¿Qué ocurre cuando alguien decide reclamar lo que considera justo frente a su empresa y acaba despedido?

En Negotia Abogados, tras la defensa de la trabajadora por nuestro socio José Antonio Castañeda Pérez, hemos obtenido una sentencia relevante del Tribunal Superior de Justicia de Castilla y León que ha vuelto a dejar claro un principio fundamental: reclamar derechos no puede salir caro, decretando el despido nulo.

La situación partía de un escenario bastante habitual en la práctica, una trabajadora que, ante discrepancias con su empresa, decide iniciar diferentes actuaciones para defender sus derechos, acudiendo primero a la vía de conciliación; después, interpone una reclamación judicial. Y, finalmente, pone los hechos en conocimiento de la Inspección de Trabajo. La empresa la notifica un despido disciplinario justificado en una supuesta disminución del rendimiento y en la transgresión de la buena fe contractual.
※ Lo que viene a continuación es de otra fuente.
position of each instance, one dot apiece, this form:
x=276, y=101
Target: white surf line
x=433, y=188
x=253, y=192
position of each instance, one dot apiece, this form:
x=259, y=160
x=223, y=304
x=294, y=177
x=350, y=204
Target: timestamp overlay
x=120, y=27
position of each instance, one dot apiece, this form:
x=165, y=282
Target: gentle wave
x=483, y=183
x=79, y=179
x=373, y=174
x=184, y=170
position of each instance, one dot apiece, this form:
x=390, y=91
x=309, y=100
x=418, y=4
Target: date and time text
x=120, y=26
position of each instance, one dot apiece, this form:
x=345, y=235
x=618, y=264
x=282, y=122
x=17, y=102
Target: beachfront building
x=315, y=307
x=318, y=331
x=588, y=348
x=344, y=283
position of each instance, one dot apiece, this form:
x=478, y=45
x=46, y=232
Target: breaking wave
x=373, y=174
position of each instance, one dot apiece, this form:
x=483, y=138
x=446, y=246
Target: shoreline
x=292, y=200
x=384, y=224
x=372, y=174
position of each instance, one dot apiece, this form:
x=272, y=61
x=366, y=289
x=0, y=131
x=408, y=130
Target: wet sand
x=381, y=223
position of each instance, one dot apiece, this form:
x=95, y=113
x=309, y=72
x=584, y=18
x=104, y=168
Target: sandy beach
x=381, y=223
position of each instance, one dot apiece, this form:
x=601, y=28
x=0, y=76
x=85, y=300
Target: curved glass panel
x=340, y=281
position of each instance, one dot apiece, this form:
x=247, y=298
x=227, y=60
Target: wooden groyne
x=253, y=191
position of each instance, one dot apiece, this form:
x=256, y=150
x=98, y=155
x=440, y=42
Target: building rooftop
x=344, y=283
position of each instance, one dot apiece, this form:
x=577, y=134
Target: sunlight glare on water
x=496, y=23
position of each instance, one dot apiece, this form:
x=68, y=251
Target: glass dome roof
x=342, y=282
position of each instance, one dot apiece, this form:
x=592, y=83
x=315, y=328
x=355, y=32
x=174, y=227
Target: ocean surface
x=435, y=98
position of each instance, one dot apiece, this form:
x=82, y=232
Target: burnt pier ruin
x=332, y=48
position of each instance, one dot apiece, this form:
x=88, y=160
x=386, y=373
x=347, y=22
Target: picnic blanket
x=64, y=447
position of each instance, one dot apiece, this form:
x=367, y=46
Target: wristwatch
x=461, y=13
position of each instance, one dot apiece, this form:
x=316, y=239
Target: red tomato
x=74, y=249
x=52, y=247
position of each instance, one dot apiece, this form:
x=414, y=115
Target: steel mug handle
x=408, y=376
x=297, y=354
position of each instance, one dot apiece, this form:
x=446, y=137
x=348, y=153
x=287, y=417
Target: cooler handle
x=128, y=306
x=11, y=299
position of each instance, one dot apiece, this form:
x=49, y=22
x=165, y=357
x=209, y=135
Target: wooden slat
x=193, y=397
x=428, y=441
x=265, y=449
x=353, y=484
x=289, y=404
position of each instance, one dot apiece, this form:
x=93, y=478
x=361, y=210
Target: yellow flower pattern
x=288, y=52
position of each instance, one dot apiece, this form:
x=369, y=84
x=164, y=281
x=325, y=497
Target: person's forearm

La Sala entra de lleno en una figura jurídica que es absolutamente clave en Derecho Laboral: la garantía de indemnidad. Es decir, un trabajador no puede ser perjudicado por el hecho de reclamar sus derechos.
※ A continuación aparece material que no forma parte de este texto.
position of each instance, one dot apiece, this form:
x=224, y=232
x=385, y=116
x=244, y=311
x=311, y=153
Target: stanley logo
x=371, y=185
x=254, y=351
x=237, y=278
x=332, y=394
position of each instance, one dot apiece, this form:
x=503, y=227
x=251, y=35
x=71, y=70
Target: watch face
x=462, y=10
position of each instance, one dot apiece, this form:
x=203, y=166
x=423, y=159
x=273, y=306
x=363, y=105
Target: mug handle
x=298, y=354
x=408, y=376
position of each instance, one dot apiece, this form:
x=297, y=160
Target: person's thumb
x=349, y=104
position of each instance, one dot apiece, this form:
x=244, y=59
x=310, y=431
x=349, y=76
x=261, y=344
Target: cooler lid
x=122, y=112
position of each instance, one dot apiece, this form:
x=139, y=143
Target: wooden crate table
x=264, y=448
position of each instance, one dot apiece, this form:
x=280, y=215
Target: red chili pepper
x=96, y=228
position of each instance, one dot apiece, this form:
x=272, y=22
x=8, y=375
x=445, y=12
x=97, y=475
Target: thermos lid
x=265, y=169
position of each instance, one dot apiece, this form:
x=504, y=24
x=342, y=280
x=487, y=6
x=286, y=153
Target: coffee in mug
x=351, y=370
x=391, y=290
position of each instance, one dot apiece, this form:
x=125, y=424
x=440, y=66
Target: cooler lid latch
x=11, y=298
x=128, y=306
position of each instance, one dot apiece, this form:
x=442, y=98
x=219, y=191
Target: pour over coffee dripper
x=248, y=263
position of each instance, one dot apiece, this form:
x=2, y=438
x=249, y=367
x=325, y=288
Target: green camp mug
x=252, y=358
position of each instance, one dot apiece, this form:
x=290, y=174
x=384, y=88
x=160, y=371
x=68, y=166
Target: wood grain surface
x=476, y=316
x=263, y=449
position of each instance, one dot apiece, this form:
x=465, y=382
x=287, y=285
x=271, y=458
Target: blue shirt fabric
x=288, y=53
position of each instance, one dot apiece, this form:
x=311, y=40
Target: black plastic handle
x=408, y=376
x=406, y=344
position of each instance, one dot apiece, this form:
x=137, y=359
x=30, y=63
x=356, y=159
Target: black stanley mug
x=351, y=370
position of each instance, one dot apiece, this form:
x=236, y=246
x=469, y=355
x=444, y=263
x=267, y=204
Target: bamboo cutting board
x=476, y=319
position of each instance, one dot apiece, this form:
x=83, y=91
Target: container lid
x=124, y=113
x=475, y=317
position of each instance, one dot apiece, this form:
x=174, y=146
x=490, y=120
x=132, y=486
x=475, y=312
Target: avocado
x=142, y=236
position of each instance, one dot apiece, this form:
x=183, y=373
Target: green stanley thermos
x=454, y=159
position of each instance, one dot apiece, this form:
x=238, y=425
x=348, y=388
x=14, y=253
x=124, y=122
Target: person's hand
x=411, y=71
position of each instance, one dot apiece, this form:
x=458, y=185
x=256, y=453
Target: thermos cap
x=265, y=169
En el caso concreto de esta trabajadora, donde las distintas reclamaciones y denuncias efectuadas y un despido unas semanas después, el TSJ determina que esa proximidad temporal no es casual, sino un indicio de vulneración de derechos fundamentales.

A partir de este momento, la carga de la prueba se invierte, y ya no es el trabajador quien tiene que demostrar la represalia, sino la empresa quien debe probar que su decisión es totalmente ajena a esa reclamación.

La empresa en cuestión no logró justificar el despido disciplinario, no se acreditaron los hechos imputados, ni existía una causa real, suficiente y ajena a la posible vulneración de derechos fundamentales.

Todo ello ha concluido en la declaración de nulidad del despido y obliga a la empresa a readmitir a la trabajadora en su puesto, abonar los salario de tramitación y a indemnizarla por daños morales derivados de la vulneración de derechos fundamentales, en la cantidad de 7.400 euros, recordando que dicha compensación tiene una función reparadora, además de preventiva y disuasorio para evitar futuras vulneraciones.

Reclamar derechos laborales es un derecho fundamental, y las represalias, aunque se disfracen de despido disciplinario, pueden ser detectadas, convirtiéndose en unas consecuencias graves para la empresa.

 

El ejercicio legítimo de derechos no puede convertirse en motivo de sanción

Detrás de este resultado hay una estrategia jurídica sólida, centrada en identificar lo verdaderamente relevante del caso: no solo la falta de causa del despido, sino su conexión con el ejercicio de derechos por parte de la trabajadora.

Enhorabuena al equipo de Negotia Abogados donde ha podido restaurar la situación de la trabajadora.